As we celebrated the Fourth of July here in the U.S., I wished instead of fireworks that this piece by Isabel Wilkerson could light up the night sky and find a watchful crowd everywhere nodding their heads saying, “yes, I see it now.”  

If something can be made of this moment, it’s that we’ve been given the chance to peel back the layers to reveal the utterly fabricated hierarchy of human value that is the source of so much suffering. We recognize that if such a thing can be created, it can not only be undone, but replaced with something better. This is the task that lies ahead—to create a healthier society, one in which all belong and can thrive. 

It’s worth reflecting in this moment on the definition of a welcoming community. In the 10 years of doing this work, I have never seen so many leaders using the term: from local elected officials rebuking racist norms, to college and business leaders calling for more inclusive campuses and workplaces, to women of faith calling for their retirement community to disavow itself of white supremacists.

In fact, I believe we’re at a tipping point.

But that tipping point will only be a meaningful one if we continue to push the boundaries of what it means to be a truly welcoming community—not only in word, but in deed.
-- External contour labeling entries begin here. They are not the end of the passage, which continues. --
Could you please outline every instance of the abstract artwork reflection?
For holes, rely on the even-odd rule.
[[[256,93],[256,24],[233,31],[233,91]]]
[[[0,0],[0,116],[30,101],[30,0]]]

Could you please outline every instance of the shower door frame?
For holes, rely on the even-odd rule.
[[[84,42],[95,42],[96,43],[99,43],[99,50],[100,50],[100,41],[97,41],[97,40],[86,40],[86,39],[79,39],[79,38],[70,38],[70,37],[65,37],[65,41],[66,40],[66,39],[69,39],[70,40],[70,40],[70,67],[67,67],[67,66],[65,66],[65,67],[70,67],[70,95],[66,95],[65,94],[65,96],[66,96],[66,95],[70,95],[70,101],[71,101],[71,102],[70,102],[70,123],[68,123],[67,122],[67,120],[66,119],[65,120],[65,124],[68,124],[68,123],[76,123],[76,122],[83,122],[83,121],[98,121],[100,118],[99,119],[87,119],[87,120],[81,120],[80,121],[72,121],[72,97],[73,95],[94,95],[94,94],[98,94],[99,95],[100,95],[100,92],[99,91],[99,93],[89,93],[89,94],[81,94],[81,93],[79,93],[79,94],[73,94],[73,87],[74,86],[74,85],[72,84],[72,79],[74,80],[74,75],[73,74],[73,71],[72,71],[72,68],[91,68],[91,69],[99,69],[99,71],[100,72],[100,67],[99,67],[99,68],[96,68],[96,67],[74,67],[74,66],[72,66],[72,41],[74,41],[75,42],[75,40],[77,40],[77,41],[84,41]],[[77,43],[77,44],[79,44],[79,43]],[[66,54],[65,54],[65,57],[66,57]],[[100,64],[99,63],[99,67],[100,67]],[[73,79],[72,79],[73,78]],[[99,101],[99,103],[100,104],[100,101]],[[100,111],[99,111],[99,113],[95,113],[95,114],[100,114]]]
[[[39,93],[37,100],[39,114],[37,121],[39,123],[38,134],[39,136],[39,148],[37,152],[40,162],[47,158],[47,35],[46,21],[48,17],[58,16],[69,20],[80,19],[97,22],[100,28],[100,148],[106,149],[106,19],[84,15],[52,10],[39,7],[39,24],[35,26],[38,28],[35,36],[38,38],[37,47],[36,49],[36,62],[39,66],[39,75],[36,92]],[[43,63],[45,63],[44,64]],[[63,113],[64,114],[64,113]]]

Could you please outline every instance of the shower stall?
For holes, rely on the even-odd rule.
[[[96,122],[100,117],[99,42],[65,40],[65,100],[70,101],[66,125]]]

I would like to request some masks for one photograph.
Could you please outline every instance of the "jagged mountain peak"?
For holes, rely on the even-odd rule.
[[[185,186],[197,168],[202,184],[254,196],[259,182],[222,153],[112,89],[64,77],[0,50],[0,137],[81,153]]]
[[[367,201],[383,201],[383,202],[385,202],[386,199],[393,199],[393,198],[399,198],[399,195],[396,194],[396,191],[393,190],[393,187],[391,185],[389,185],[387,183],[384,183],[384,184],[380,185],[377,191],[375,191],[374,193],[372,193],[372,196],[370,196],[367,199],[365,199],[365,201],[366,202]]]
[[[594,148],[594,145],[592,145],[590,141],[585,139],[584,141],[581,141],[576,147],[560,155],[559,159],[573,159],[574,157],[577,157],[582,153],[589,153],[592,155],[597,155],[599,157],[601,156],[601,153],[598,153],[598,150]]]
In the coming months, we will be looking to you to help us revisit the standard by which we define a welcoming community—the Welcoming Standard—as we continue to deepen its meaning and impact. In the coming months, we will ask the public, our Welcoming Network members, and partners to weigh in on what underpins a welcoming community. We hope you will take part in that process. 

In the meantime, I’d love to hear from you about what you are seeing in your own community and what being welcoming means to you, especially in this moment.

I’d also like to share some of what we know already makes for successful welcoming efforts, recognizing that all of us are at different points in our journey to see this work through. What matters is that each of us has the power to be influential in seeing these principles come to life—no matter where we start, or how far we are able to bring others with us. Please read more here about what successful welcoming efforts seek to achieve. 
Lastly, we’re excited to be gearing up for Welcoming Week. We know it will look a little different this year, but it will be a critical moment to show the world what a successful multi-racial democracy can look like in practice. We hope you’ll join us in “Creating Home Together”.

As we face new challenges, we also celebrate the extraordinary leadership we see every day as beacons of hope and inspiration for what the future can hold, no matter what the past has wrought.